Adeline Diab, managing director for ESG research at Bloomberg Intelligence, said she was “quite surprised” by the drop in reclassifications in Q2 of this year. Her figures show an 80 percent drop in funds changing their classification under SFDR.
Managers’ inertia is attributed to a combination of continuing uncertainty around SFDR, awaited guidelines from regulator ESMA on fund naming, and a lack of clear commercial advantage to report under Article 9.
The European Commission is preparing a review of the regulation, expected later this year, and the final version of ESMA guidelines on ESG and sustainability terms in fund names is also due in the autumn. Both moves could have major implications for the classification of funds.
For DWS, which downgraded a number of its active Article 9 funds and 10 Paris-aligned Benchmark ETFs, the current decision is to stay at Article 8. Dennis Hänsel, global head of ESG advisory, told Responsible Investor it was partly “due to the fact that we did not observe a huge change in flows due to the conversion”.
The possible reclassification of active funds will wait “until it’s clear what is happening”, he said, adding that DWS still has concerns about Paris-aligned and Climate Transition Benchmarks. The manager bases its share of sustainable investments in a fund around company activity, and its PABs and CTBs have a figure around 25 or 30 percent.
Hänsel said it was a “little odd”, then, that the threshold in ESMA’s consultation was 50 percent.
Raza Naeem, a partner in Linklaters’ financial regulation team, said that while the status of PABs and CTBs is more settled than that of active funds, investors may still want to see what SFDR looks like before making another move. Too many changes could pose a credibility issue, he added.
In Naeem’s experience, there is also relatively little commercial benefit to reporting under Article 9.
“Clients have generally been wanting Article 8 or 9, although there has been more limited interest in Article 9 specifically,” he said. “That said, some investors do want Article 9 and certain managers have appetite for them to support their ESG strategies. Generally investor feedback seems to be equal happiness with either Article 8 or 9.”
Diab disagreed slightly. While the relatively undifferentiated mass of Article 8 funds means there is unlikely to be a commercial advantage in that area, she said, “I do think Article 9 has a commercial relative attractiveness”.

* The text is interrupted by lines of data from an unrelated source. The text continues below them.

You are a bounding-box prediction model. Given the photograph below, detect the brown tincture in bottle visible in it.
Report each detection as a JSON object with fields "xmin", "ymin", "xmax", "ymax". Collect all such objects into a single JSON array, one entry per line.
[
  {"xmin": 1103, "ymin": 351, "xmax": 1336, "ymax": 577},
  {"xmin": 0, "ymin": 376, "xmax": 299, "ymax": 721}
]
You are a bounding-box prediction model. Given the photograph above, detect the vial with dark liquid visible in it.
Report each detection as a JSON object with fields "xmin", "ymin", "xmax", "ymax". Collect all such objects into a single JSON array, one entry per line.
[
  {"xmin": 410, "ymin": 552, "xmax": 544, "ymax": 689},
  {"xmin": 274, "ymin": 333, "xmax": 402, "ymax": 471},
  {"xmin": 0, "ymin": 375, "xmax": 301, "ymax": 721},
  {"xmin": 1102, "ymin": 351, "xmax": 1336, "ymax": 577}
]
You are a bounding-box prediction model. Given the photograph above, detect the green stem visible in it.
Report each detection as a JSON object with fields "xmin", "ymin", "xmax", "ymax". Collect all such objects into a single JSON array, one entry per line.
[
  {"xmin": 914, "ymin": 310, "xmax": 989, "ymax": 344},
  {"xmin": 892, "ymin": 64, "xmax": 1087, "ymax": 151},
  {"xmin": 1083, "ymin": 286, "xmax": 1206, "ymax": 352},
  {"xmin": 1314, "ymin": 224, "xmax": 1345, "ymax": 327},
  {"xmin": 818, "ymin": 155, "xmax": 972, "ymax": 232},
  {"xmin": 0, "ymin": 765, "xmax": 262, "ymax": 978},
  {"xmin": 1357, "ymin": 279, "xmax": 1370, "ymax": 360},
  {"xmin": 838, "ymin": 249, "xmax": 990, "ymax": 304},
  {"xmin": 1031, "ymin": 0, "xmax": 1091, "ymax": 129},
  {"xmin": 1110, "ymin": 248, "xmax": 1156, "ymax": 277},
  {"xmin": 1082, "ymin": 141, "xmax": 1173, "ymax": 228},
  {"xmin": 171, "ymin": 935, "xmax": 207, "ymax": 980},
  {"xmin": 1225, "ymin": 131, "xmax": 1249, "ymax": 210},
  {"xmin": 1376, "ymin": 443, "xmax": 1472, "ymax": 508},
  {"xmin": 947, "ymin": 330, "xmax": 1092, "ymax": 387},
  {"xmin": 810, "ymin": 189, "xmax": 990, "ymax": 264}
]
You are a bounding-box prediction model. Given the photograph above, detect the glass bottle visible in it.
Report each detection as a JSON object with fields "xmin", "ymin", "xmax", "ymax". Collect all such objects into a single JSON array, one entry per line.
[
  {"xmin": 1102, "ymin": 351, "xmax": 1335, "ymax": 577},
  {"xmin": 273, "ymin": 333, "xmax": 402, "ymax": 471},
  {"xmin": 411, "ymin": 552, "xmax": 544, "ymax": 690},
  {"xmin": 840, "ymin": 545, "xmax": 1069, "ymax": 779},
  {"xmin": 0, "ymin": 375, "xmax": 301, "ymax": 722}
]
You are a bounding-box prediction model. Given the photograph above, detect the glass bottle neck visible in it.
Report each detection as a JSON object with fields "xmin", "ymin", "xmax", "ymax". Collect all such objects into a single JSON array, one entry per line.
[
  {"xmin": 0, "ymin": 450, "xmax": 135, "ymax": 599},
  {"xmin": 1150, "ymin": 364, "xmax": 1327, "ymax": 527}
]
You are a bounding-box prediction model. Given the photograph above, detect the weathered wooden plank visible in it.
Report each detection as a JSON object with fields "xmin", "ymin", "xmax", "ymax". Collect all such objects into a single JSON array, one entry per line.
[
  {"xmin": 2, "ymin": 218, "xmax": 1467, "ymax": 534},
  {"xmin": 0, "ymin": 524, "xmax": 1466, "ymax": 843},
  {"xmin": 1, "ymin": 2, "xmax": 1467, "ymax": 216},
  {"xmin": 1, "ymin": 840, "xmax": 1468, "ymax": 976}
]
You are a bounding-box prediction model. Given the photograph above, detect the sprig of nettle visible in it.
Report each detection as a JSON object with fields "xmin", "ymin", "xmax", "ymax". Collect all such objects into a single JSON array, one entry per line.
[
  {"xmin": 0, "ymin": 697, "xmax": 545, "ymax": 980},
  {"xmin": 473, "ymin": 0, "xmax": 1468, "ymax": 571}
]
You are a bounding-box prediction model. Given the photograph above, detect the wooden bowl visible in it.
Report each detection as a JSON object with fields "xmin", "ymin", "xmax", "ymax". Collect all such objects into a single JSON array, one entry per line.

“This is where funds labelled as Article 9 need to demonstrate processes, transparency and alignment to commitments because that’s where the scrutiny will be first,” she added.
Article 8 aches
While the Article 9 space has quietened down for the moment, there is still some unease in the market around Article 8 funds. The latter currently account for around $6 trillion in assets and a significant proportion of funds by number in the European market report against Article 8.
Article 8 continues to serve as a “catch-all everything and nothing” category for sustainable funds, Diab said. “I don’t know how a client or investor can make an informed decision, or how Article 8 can give them an indication of the quality of the fund or for the strategy they’re seeking.”
Some funds offer Paris-aligned solutions, others are “robust” ESG funds, and then there are some money market funds in the category, she added.
Given regulatory scrutiny of sustainable funds, and the incoming ESMA guidance, Diab echoed predictions that some managers may ditch the category entirely.
“I would expect more Article 8 downgrades in the future,” she said. “I think it would be helpful for the EU Commission to address the uncertainty around Article 8 in the upcoming review of SFDR.”
Asked whether Article 9 funds currently sitting at Article 8 presented a “green hushing” risk, Naeem said there was still a level of transparency.
“If you’re an Article 8 product, you’re still disclosing under SFDR. Therefore you aren’t getting rid of transparency, you’re being clear on your commitments and promises but you may not feel comfortable taking on that level of Article 9-related risk.
“From a commercial and marketing perspective, I think there is more caution because of the focus on greenwashing. Firms should be able to say they’re not comfortable taking on that level of regulatory risk or the compliance implications that Article 9 funds require.”